Dans les nuits d’insomnie, ce n’est plus un point sur la carte du monde que je choisis. J’essaie de rejoindre celle que j’ai croisée près d’un puits à Chypre, celui qui se cache dans les arbres de Hyde Park, ou celle, debout sur la rive, qui regarde la voile disparaître dans le lointain.
#4
Je me suis sentie déboussolée. C’est pourquoi je vous écris cette lettre, l’espace de la page me rassure. Mes doigts enserrent le stylo, mes fesses pèsent sur la chaise. Le tourbillon des espaces sans repères peut se calmer et s’oublier le temps de l’écriture. Se perdre dans la ville inconnue vous assigne à n’être qu’un point agité de soubresauts sans aucune perspective. On ne voit plus rien, on ne guette que des repères qui vous échappent. Je ne peux ainsi rien vous dire de ma journée d’hier. Mon seul souhait, en m’adressant à vous, c’est d’éveiller le sentiment de votre présence et d’imaginer votre tête penchée sur cette feuille de papier, vos doigts glissant sur les bords, peut-être déçu par l’absence d’anecdotes exotiques. Dans ce présent inhospitalier dont je suis la seule responsable, c’est la seule brèche qui m’aide à respirer, le lien dont je tâte la solidité.
#5
CLEF : son panneton épouse la serrure grâce à ses pertuis. C’est l’accueillage. L’hôtelier l’a posée sur le comptoir. La grosse boule en laiton est gravée du chiffre 5. Ma poche est trop petite pour l’accueillir. Je la glisse au fond de mon sac.

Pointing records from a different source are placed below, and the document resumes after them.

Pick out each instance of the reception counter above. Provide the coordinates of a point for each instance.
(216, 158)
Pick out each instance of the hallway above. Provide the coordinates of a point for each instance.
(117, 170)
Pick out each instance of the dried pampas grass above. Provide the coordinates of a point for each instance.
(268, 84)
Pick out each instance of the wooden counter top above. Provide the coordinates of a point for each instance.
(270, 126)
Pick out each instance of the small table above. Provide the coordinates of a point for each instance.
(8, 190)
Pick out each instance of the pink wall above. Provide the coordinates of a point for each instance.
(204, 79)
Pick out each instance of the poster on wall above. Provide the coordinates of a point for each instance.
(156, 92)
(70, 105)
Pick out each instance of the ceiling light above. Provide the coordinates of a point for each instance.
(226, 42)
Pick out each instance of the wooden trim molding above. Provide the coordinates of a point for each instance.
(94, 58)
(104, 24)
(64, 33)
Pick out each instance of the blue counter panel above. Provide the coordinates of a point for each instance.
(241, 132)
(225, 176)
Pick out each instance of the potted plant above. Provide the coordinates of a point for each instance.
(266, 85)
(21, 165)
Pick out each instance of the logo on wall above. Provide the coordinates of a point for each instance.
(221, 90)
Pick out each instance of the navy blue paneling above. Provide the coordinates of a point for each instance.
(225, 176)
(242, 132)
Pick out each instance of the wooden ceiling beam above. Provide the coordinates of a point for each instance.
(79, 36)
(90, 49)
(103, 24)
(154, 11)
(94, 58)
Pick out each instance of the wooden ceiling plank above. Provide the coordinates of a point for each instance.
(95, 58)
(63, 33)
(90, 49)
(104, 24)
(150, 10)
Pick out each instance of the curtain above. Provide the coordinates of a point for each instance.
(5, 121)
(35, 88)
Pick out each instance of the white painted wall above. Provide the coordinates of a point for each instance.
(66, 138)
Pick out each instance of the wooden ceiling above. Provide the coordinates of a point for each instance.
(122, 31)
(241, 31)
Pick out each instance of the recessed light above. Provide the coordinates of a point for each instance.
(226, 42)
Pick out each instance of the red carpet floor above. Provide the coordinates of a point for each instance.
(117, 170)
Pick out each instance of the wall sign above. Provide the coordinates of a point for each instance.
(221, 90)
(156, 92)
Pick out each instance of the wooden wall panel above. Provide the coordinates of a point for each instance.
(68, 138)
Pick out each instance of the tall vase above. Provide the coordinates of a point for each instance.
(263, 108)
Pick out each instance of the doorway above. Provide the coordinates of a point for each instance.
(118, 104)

FEU ROUGE : personne ne regarde la couleur du feu. Il faut plonger dans la foule qui sinue entre les véhicules en mouvement. Je me coince entre deux malabars qui semblent savoir où ils vont.
BUS STATION : les bus déversent leurs passagers, puis chargent un groupe compact agglutiné depuis des heures, entourés de colis et de paquets qui finissent en amas confus sur le toit. J’attends.
NOIX DE COCO : la lame acérée du hachoir décapite le fruit. Une paille et nous voici accroupis près du coupeur à sentir la fraîcheur du jus irriguer nos cellules desséchées.
ECRITS : panneaux, menus… on répète des sons que rien ne permet de transcrire, des sons qu’on oubliera aussitôt. La main sera notre langage.
YONDER : Yonder, c’est entre ici et là. Ce lieu n’existe pas en français puisqu’il n’a pas de nom. Et pourtant c’est là, dans ce yonder, que je passe le plus gros de mon temps. Et ne les croyez pas quand ils vous disent que c’est là-bas.
MARCHÉ : on marche dans les marchés au milieu des marchands. On tâte, on hume, on marchande. C’est fait pour ça.
MONUMENT : point focal qui sert de repère quand il est assez haut pour s’apercevoir, là-bas, un fois parcouru yonder, ou qu’on laisse dans son dos sans en prendre de photo.
CHAMBRE : endroit impersonnel où l’on pénètre en glissant la clef retrouvée au fond du sac, alourdi par les emplettes du marché, le ticket de bus, le menu subtilisé, et la paille pliée encore gluante du jus de noix de coco.